[-empyre-] Nonsite as recovery
John Haber
jhaber at haberarts.com
Sun Jan 13 09:11:24 EST 2008
At the very least, I argued last time, no one is getting rid of
surprisingly nostalgic, even trashy conceptions of site and nonsite, not
even by going online. It may not have much to do with the
under-the-radar approach of Smithson and Matta-Clark, but it bears their
obvious traces all the same. Besides, people who buried buildings or
blasted through the roof made some pretty bold gestures, too.
What accounts, then, for the resurgent interest in two artists and two
entangled ideas? Most obviously, it amounts to the usual generational
swings, as yet another age cohort enters the museum. After
Neo-Expressionism and irony, it has become safe to return to the past --
provided it comes without the old narratives of formalism and theater.
In 2007, too, for example, David Reed curated a view of the late 1960s
and early 1970s as "High Times, Hard Times." While it focused on
painting, there, too, art spilled over into space. A year earlier, MOMA
devoted the atrium to Jennifer Bartlett's "Rhapsody" as another study in
how painting refused to die. Minimalism is fine now, honest, so long as
comes with a warm narrative of survival—and reasonably warm, fluid
work to match.
Conversely, the themes never really began with Smithson and Matta-Clark,
and they never went away. One can see their presence in the litany of
recent exhibitions, or one can look back in time instead. Postmodernism
has seen disruptions of art as self-contained cultural artifact in
everything from Dada to Walter Benjamin's Arcade Project. Even the
idealism of Le Corbusier's buildings surrounded by park, like Olmstead's
Central Park, invites human habits and landscape to fight it out for
themselves.
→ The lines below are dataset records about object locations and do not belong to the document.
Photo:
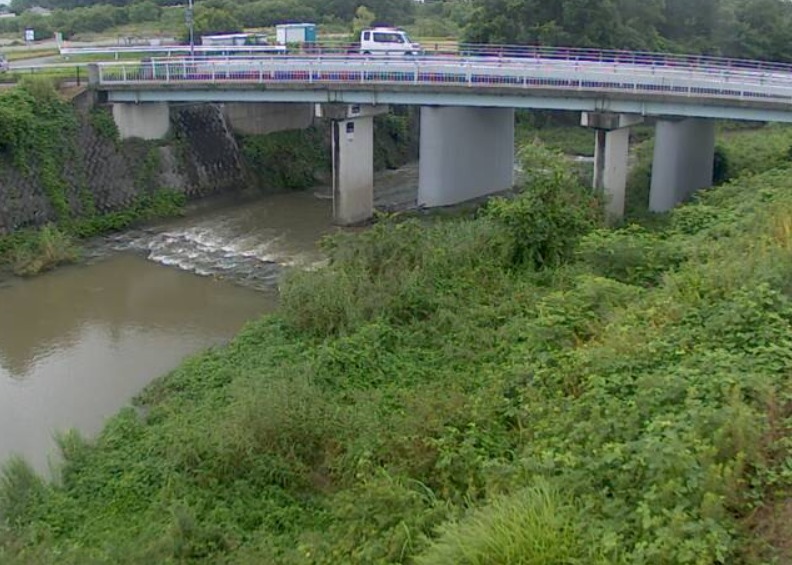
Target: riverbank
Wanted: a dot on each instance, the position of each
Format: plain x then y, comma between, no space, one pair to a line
479,386
66,176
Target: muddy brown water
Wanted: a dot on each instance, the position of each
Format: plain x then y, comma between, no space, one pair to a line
77,344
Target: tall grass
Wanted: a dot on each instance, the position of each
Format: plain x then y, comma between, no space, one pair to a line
535,526
44,250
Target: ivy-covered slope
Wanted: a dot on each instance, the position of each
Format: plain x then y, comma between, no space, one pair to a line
521,386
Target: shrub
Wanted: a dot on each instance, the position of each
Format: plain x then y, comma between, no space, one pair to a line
552,211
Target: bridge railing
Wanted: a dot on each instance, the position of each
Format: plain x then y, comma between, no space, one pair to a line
498,51
439,72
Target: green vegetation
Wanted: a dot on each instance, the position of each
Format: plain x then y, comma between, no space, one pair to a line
519,385
33,252
741,151
757,29
286,159
38,138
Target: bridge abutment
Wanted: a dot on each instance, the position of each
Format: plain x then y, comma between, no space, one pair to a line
465,153
148,120
611,156
683,160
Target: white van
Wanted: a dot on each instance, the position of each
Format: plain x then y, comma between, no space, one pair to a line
387,41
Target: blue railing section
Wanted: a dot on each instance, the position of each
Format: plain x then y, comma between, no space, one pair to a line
478,67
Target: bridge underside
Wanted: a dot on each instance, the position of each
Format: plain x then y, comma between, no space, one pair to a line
491,97
465,153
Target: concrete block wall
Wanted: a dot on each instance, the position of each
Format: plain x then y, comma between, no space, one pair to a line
200,158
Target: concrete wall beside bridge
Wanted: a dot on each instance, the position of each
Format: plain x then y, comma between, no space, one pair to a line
465,152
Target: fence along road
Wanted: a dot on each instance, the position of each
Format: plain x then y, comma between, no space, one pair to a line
503,76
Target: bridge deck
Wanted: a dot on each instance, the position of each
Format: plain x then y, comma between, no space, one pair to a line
648,88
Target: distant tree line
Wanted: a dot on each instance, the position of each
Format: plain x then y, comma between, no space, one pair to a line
736,28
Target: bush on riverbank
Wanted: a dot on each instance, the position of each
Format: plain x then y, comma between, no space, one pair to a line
41,251
437,394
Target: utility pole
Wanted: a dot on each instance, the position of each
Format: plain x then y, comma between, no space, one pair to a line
189,17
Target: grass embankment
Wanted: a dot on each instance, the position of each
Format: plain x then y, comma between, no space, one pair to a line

Besides, if Modernism sounds too utopian these days, one
should not overlook the late-1960s optimism in Smithson and Matta-Clark,
both recovering contested sites for artists and others on the economic
margins.
For all that, something has changed. One can see it in the almost
ridiculous explosion I have noted in 2007. Another purported use of
real-time data, by the Brooklyn duo Fame Theory, displays career
prospects numerically on LED, like a pretend stock ticker. One can see
it, too, from my own attempt at a hitsory. Note how fixed notions of
temporal continuity and discontinuity have entered an account of site
and nonsite. One recovers nonsites in installations today as if
recovering the past. In the process, one recovers conceptual boundaries
all over again, even when one thought one had broken through the walls.
I want therefore to consider alternatives to art history as blissfully
marching on or in need of recovery. Museums sometimes like it that way,
and the scenario has real power. Tomorrow I shall take up challenges to
so optimistic a view. Maybe the ruptures that nonsites and earthworks
thought they earned have lost some of their ability to disrupt.